Completing the chain is Shadrach, Nicola’s former lover, who she had shunned long ago. Shadrach aims to save the love of his life, but this version of Nicola no longer cares for him and will not again. So Shadrach searches and suffers. He needn’t have. These three could have been spared immense pain if they’d accepted that the people they’d known had grown into strangers.
• • • •
In Bliss, a trio of musicians clings to the solid unit they once were, even after their star has faded and their relationship has become fraught. Their journey to reclaim their glory claims one of their lives, that of the member the others had outgrown. All three could have lived—and been spared incredible trauma—if they’d simply let go of the past. But they could no more do that than Oedipus could be swayed from his course with Jocasta. The story, its horrors, and its beauties depend on the fall.
• • • •
Of VanderMeer’s tragic figures, it’s Annihilation’s protagonist, Ghost Bird, that I connect with most intimately. Perhaps because her account was written in the first person, for which, as a reader, I have a particular fondness. More likely, I recognize the flawed way she invests in minutiae as opposed to those around her. She values the intricate biome of a puddle more than the puzzle of her husband’s wants and needs. Upon realizing this mistake, she sets out to correct it. But in the sad race between realization and consequence, as is often the case, the latter has already won. And those consequences haunt Ghost Bird, as they haunt me, and perhaps you.
• • • •
Again and again, VanderMeer’s characters fail to be the person their family needs, just as their families fail them.
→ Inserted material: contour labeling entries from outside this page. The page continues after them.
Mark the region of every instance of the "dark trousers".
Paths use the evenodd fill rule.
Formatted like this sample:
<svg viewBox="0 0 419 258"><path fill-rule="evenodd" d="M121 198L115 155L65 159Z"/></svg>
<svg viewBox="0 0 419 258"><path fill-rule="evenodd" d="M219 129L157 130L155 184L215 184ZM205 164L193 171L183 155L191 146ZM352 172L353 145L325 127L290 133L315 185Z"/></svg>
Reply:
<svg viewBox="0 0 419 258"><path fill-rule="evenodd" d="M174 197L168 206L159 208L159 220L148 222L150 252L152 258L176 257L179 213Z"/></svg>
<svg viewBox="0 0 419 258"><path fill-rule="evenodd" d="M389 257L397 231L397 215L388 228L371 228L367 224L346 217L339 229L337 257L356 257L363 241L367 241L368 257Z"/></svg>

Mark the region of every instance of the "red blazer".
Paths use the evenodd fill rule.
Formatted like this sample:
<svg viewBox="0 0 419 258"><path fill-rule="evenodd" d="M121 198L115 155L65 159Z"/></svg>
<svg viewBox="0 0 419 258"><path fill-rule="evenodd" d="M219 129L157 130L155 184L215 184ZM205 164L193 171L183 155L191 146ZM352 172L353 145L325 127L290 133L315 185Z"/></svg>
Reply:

Their journeys are penitent marches into past follies that cannot be undone.
• • • •
But with the exact mechanism that VanderMeer uses to elicit despair, he inspires hope. As frightening as transformations can be, they’re nothing compared to the hidden harm of remaining the same. Of mistaking atrophy for comfort. Or intransigence for virtue. As Ghost Bird follows in the footsteps of her lost husband, she faces (calmly, gracefully) something that conjures profound dread in the best of us: inevitable—unknowable—change.
• • • •
Ghost Bird accepts that change. And though she suspects her lover may never be found, she still hopes to glimpse him: “In the eye of a dolphin, in the touch of an uprising moss, anywhere and everywhere.” She embraces the final transformation we endure, from self to memory. And how—as memories—we inhabit all the places our loved ones dare to hope. Even as we linger, unbidden and unwanted, in the corners of their regrets.